View attachment 104368


This photo is from March 26.

View attachment 104370


These photos are from today.

Enjoy.









View attachment 104371


View attachment 104372


View attachment 104373


View attachment 104374


View attachment 104375


My newest plant is the Tiger Lotus, it should get big pretty fast from what I heard.

View attachment 104376


Heres a full tank shot.

View attachment 104377


----------



## HumanBurger (Jan 11, 2006)

holy crap... now thats progress!!!

real nice job man, your sanchezi's colors are just as stunning as the tank...

thanks for the progressive shots man...


----------



## bmpower007 (Feb 11, 2005)

Nice setup, perfect for the sanchezi.


----------



## killerbee (Aug 18, 2004)

Thats alot of growth, ver good job. Are you using CO2?


----------



## DiPpY eGgS (Mar 6, 2005)

Excellent job growing out your plants!

Looks great! Plants look very healthy!


----------



## erw333n (Mar 19, 2006)

wow nice tank, and sanchezi. i hope the tiger lotus grows fast


----------



## 2PiRaNhA~2FuRrY (Nov 1, 2005)

dam!! i'm so jealous


----------



## DiPpY eGgS (Mar 6, 2005)

The Hygrophila polysperma 'sunset' looks great!


----------



## Guru (Apr 20, 2004)

killerbee said:


> Thats alot of growth, ver good job. Are you using CO2?

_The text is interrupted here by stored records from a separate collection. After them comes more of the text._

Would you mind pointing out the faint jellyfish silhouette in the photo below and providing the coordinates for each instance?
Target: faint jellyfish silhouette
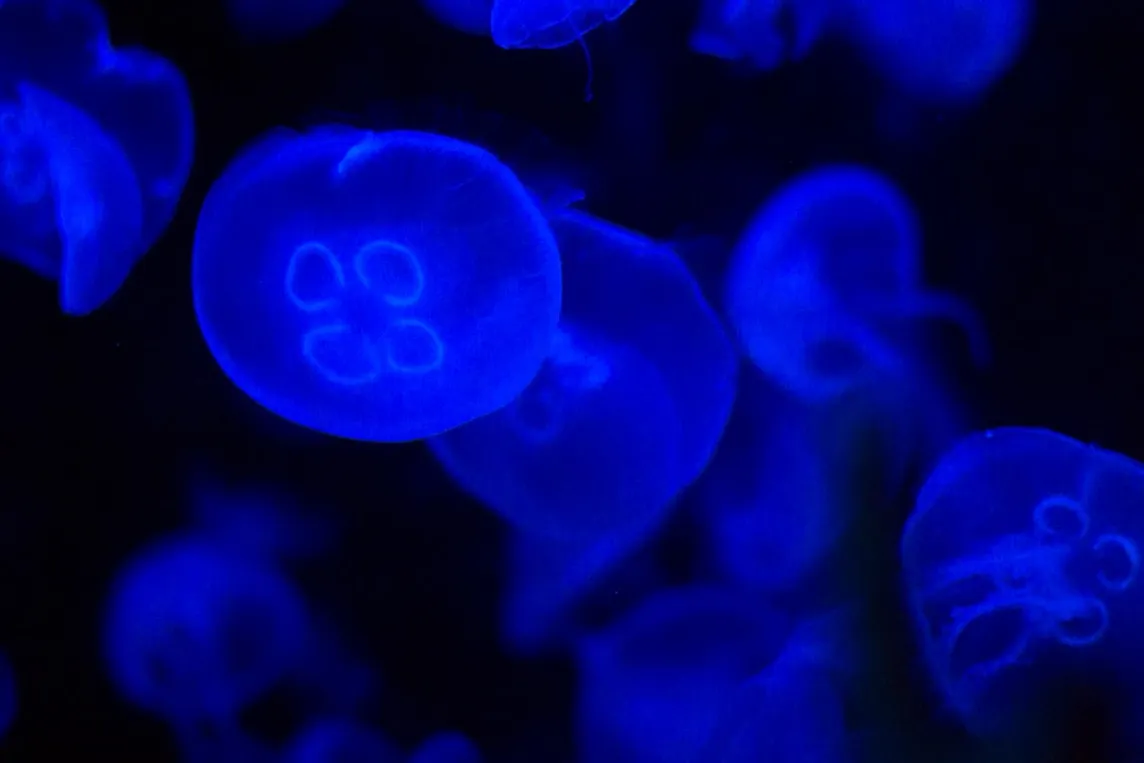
(341, 740)
(95, 148)
(653, 684)
(945, 52)
(767, 33)
(1021, 563)
(376, 286)
(825, 279)
(193, 630)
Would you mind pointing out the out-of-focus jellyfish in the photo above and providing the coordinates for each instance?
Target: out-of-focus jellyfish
(1022, 565)
(446, 747)
(629, 406)
(550, 23)
(195, 630)
(653, 685)
(341, 740)
(764, 32)
(376, 286)
(95, 148)
(824, 285)
(278, 20)
(939, 50)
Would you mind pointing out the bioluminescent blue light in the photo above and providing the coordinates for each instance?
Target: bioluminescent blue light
(341, 740)
(279, 20)
(550, 23)
(1023, 556)
(764, 32)
(196, 630)
(940, 50)
(376, 286)
(95, 148)
(446, 747)
(652, 686)
(825, 281)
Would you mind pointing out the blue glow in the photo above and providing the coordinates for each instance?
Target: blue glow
(1022, 556)
(767, 33)
(334, 740)
(195, 630)
(940, 50)
(653, 685)
(280, 20)
(95, 148)
(550, 23)
(825, 281)
(376, 286)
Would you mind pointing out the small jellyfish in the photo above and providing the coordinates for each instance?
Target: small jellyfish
(767, 33)
(375, 286)
(95, 148)
(550, 23)
(826, 278)
(193, 630)
(944, 52)
(341, 740)
(1022, 564)
(652, 686)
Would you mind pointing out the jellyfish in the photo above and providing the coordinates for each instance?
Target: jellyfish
(764, 32)
(95, 148)
(653, 684)
(1022, 565)
(446, 747)
(341, 740)
(824, 285)
(196, 632)
(550, 23)
(944, 52)
(375, 286)
(276, 21)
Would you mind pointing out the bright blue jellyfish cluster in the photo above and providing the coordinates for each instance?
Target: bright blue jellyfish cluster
(1022, 558)
(653, 685)
(628, 407)
(825, 279)
(280, 20)
(95, 146)
(550, 23)
(336, 740)
(193, 630)
(940, 50)
(767, 33)
(376, 286)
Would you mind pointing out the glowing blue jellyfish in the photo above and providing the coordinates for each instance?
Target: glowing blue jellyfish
(940, 50)
(95, 146)
(653, 685)
(340, 740)
(824, 285)
(378, 286)
(1022, 559)
(280, 20)
(193, 630)
(630, 403)
(550, 23)
(764, 32)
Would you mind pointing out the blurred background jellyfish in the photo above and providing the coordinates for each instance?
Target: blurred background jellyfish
(279, 20)
(376, 286)
(95, 148)
(824, 286)
(653, 684)
(944, 52)
(767, 33)
(1022, 565)
(196, 632)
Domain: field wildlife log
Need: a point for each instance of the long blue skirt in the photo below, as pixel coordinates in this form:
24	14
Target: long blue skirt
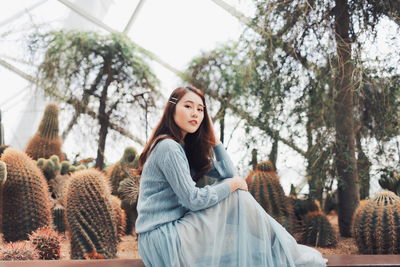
235	232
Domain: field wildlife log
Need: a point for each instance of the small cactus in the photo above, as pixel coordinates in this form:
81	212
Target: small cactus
120	170
120	217
265	166
59	218
47	242
18	251
90	216
267	190
46	141
376	224
3	173
317	230
128	191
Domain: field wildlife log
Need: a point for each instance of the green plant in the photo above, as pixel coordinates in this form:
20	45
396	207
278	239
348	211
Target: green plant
59	218
376	224
18	251
46	141
3	173
317	230
128	191
47	243
267	190
120	170
266	166
90	216
26	205
390	180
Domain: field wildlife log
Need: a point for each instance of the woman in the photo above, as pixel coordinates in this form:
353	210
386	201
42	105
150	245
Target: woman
180	224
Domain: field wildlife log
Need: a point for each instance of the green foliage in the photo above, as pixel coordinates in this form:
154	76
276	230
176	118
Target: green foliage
267	190
317	231
47	242
90	216
376	224
390	180
26	200
18	251
46	141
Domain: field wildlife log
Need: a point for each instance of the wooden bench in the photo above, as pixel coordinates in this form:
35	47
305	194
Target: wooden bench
363	260
75	263
333	261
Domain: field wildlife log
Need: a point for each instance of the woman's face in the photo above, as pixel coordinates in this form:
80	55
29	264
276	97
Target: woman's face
189	113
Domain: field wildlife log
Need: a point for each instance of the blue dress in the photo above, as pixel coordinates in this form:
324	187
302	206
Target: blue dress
181	225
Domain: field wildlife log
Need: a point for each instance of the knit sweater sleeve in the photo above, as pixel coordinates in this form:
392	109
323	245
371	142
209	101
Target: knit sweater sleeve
222	166
175	167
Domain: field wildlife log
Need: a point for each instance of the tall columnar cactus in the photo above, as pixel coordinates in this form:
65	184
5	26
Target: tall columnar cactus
90	216
120	216
121	169
18	251
376	225
3	173
47	243
317	230
128	191
59	218
46	142
267	190
26	205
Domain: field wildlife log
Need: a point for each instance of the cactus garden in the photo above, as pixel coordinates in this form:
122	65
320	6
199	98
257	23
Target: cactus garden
300	99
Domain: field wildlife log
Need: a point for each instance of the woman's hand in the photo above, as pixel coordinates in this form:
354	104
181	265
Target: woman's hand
214	140
237	183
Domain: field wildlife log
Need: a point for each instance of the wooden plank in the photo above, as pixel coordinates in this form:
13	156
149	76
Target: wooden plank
363	260
75	263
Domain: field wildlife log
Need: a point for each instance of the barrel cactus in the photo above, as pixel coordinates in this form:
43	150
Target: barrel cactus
90	216
317	230
18	251
120	170
47	243
46	142
376	224
26	205
267	190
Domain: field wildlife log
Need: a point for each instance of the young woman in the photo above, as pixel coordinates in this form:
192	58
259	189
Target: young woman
180	224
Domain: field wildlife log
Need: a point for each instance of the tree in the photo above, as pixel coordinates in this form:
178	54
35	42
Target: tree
306	57
91	71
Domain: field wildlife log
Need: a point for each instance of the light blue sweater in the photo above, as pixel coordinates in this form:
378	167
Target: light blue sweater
167	190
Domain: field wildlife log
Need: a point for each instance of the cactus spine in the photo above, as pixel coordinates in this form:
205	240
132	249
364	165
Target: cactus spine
47	243
317	230
46	141
376	225
18	251
26	205
267	190
90	216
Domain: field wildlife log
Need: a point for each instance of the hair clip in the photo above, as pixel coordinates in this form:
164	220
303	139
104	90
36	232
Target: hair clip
173	101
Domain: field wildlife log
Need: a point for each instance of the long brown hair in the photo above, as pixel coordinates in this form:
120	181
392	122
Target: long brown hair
198	145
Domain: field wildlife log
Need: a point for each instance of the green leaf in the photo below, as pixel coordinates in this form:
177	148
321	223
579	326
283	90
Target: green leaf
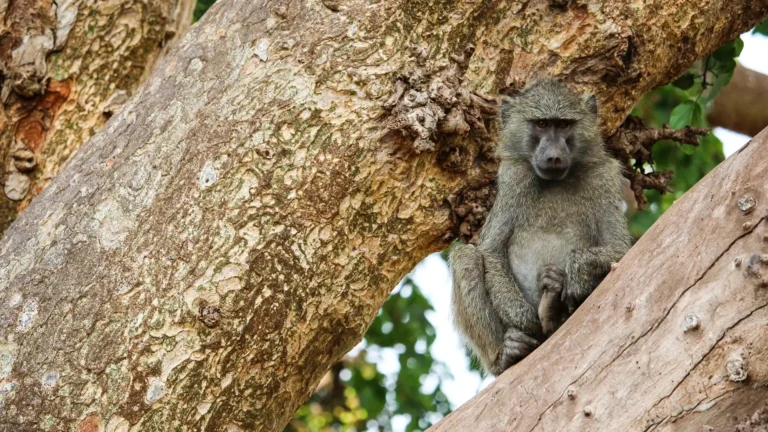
698	119
762	28
681	116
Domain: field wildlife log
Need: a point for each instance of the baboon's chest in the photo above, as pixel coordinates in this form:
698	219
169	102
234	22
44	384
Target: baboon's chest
556	227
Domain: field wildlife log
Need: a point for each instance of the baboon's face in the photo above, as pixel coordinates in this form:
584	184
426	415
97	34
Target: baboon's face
552	143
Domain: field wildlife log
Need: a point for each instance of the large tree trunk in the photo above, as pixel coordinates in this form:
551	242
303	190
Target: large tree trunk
739	106
65	67
676	338
203	260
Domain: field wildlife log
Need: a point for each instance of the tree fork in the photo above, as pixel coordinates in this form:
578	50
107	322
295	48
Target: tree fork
673	339
234	229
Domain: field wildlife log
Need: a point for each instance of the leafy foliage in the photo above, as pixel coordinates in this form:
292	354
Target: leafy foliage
761	28
355	395
361	397
684	102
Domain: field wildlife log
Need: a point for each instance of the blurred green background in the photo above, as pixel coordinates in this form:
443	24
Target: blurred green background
391	381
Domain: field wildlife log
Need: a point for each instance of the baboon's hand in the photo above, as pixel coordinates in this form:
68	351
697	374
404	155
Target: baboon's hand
517	345
552	310
579	278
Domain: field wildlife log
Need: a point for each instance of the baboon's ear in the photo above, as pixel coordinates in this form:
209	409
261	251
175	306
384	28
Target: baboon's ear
506	107
592	104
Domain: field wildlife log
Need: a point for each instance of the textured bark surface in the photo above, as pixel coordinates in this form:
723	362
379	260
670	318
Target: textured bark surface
738	107
65	67
233	230
675	337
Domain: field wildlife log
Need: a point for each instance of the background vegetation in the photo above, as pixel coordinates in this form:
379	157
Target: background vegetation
355	395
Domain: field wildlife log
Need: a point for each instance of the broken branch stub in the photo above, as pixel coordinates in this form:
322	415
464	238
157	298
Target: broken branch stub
632	145
431	103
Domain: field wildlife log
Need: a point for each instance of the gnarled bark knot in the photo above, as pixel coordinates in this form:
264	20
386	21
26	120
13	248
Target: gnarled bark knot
429	103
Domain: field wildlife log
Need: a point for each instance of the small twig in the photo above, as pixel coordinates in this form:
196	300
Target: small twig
635	141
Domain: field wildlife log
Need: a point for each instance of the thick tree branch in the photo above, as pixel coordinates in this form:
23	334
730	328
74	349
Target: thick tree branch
65	68
233	230
675	343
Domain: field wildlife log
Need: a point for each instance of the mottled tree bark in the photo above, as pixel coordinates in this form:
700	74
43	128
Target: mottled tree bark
233	230
739	106
673	340
65	68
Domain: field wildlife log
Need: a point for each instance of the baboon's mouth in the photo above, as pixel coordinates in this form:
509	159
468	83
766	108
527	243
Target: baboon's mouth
552	173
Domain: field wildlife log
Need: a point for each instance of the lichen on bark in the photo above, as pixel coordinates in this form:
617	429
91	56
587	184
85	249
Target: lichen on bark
254	174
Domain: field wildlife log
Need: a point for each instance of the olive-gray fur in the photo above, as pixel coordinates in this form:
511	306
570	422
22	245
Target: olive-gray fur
539	232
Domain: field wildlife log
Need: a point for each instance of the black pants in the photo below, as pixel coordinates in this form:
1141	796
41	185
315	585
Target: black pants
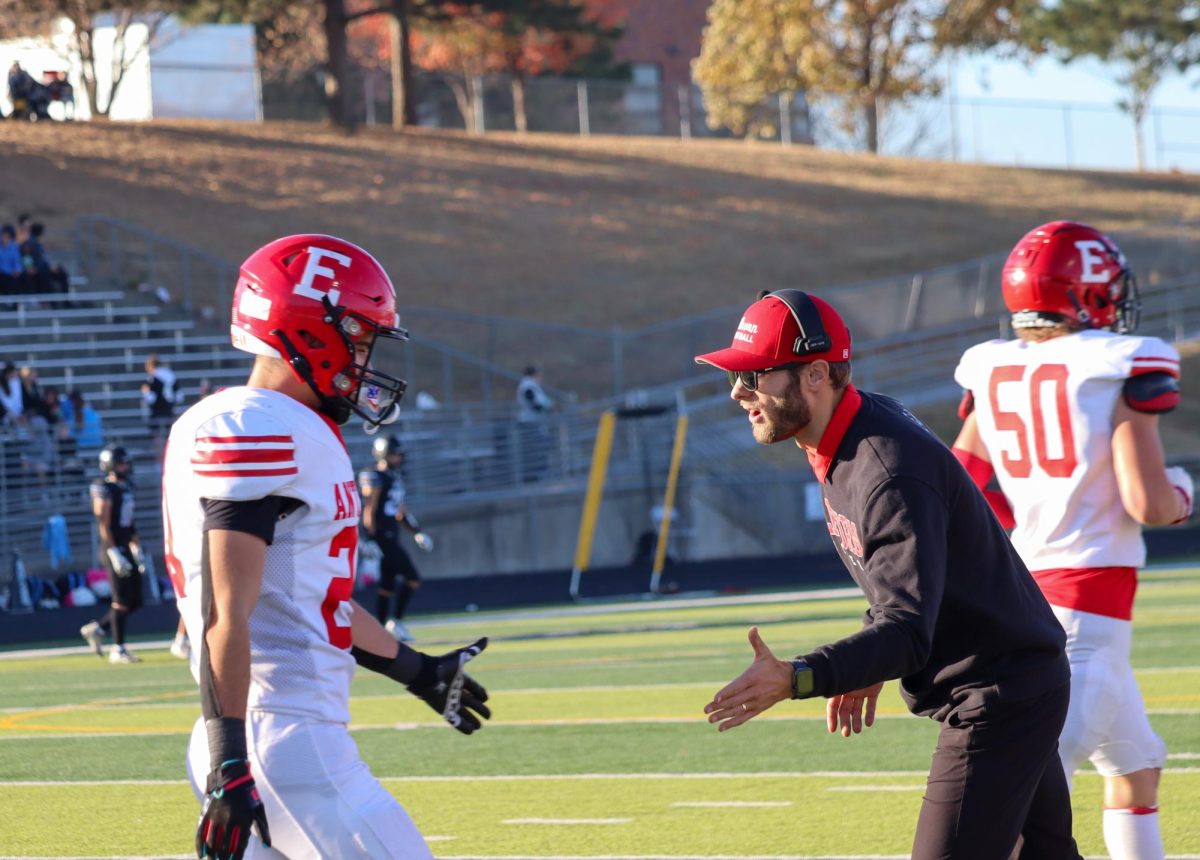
396	563
996	789
126	587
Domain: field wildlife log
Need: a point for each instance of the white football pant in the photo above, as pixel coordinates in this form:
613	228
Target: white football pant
1107	720
321	800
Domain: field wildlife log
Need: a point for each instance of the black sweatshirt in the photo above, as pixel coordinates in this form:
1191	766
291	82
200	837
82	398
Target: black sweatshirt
953	611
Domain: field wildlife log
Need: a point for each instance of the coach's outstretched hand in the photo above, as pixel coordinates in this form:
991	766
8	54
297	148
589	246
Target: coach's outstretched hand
231	807
453	693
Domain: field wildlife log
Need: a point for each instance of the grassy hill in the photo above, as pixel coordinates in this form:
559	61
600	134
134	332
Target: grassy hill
558	228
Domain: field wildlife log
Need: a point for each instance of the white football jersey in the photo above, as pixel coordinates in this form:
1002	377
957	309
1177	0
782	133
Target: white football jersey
244	444
1045	414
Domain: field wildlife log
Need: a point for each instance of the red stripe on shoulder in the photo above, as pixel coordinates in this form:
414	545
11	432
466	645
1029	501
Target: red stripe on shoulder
247	473
227	439
1143	370
270	455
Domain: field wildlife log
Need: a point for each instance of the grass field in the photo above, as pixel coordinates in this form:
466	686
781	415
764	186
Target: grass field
598	747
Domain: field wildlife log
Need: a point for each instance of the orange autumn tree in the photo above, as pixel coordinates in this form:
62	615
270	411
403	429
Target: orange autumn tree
516	37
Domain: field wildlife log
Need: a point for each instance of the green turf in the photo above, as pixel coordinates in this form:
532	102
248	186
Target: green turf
598	717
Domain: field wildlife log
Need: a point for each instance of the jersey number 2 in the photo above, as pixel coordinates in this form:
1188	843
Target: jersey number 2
1054	376
341	588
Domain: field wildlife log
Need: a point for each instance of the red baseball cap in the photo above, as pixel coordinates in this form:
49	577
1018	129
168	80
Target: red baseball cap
771	334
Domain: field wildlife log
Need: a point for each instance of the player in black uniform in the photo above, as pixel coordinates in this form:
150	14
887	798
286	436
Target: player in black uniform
383	515
953	612
112	503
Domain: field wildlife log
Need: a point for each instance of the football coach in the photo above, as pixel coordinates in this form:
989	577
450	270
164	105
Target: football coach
953	612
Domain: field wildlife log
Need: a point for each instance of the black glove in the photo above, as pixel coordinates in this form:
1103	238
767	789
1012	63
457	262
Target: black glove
231	800
231	806
450	691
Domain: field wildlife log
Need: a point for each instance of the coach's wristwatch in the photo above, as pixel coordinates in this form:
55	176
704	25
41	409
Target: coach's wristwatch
802	680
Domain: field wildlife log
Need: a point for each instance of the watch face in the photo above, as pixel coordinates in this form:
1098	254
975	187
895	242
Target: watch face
802	679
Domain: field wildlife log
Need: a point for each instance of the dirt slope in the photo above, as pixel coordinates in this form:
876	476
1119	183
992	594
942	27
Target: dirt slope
591	232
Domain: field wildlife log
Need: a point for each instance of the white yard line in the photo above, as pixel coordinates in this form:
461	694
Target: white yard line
731	804
570	777
496	725
567	821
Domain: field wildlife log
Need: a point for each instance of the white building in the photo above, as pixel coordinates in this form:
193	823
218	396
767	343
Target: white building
207	71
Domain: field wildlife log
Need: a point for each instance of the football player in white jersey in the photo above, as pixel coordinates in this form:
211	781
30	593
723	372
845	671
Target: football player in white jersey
1066	415
261	517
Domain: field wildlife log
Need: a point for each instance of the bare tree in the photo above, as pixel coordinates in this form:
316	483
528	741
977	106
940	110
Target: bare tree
37	17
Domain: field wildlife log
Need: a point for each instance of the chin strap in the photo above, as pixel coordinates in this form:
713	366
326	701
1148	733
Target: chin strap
372	427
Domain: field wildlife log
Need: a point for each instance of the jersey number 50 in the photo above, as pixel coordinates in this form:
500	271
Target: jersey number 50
1055	377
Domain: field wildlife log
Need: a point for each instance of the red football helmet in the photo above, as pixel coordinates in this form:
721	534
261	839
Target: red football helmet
311	300
1066	271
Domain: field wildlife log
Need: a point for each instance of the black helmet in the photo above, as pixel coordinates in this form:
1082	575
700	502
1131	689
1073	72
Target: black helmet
385	445
113	456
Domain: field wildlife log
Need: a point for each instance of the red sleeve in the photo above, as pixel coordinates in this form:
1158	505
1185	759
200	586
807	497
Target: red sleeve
966	406
979	469
1001	507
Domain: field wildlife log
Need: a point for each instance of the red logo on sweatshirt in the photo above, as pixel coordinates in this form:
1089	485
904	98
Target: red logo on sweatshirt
845	531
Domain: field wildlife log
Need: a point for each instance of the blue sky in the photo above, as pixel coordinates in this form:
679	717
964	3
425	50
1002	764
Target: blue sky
1057	115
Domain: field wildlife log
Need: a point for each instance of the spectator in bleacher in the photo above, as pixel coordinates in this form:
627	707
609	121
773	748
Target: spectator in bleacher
160	394
533	414
37	447
85	426
41	275
10	260
31	396
12	401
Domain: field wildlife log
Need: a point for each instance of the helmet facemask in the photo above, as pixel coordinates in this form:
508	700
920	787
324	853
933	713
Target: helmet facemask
358	386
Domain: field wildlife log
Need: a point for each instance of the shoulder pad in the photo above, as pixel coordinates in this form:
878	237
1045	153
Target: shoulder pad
1153	355
1152	392
243	456
966	406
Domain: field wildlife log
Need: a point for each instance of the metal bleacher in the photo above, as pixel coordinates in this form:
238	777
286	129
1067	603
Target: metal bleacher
469	449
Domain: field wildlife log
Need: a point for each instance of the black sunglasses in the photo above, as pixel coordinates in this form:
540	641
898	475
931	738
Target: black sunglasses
749	379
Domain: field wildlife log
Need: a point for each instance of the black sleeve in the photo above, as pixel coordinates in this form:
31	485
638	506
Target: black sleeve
1153	394
905	554
253	517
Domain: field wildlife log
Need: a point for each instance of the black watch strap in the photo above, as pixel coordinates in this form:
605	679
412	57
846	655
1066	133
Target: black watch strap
802	680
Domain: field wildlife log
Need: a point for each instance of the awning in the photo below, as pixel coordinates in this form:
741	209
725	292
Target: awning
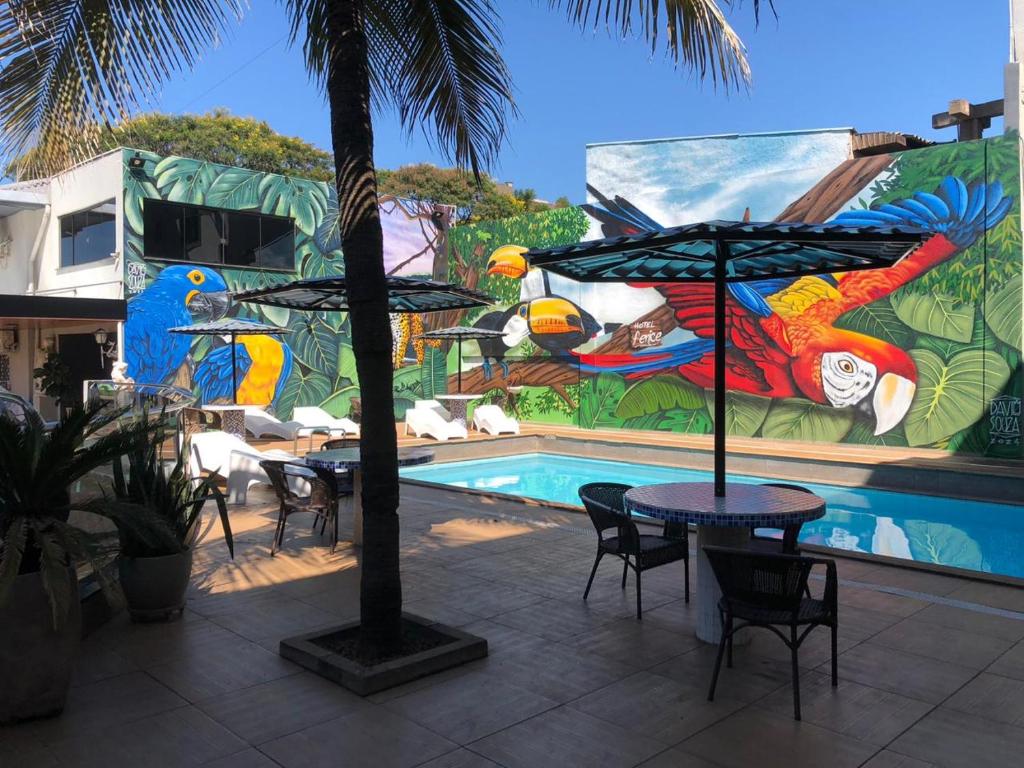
61	307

Yes, this tank is running two hagen co2 systems, I am also using excell to help. I find that this system is inconsistent with the amount of co2 being delivered.
I'm planning on getting pressurized co2 and a ph controller very soon, i think it will help and make things easier once i have it going.


----------



## Guru (Apr 20, 2004)

erw333n said:


> The Hygrophila polysperma 'sunset' looks great!


Yea it seems like each time I trim the tops off, the better and bushier it looks.


----------



## erw333n (Mar 19, 2006)

ooooo nice tank and fish!!!!
what kind of lighting are you using? i might try a heavily planted tank myself


----------



## killerbee (Aug 18, 2004)

Nuggs said:


> Thats alot of growth, ver good job. Are you using CO2?


Yes, this tank is running two hagen co2 systems, I am also using excell to help. I find that this system is inconsistent with the amount of co2 being delivered.
I'm planning on getting pressurized co2 and a ph controller very soon, i think it will help and make things easier once i have it going.
[/quote]

That is what i thought. I might have to jump into pressurized co2 in the future as well. Your sanchezi is beautiful, can't wait till mine grows that big. Mine is starting to get fat


----------



## werdna (Mar 15, 2005)

OMG





















ur amazing


----------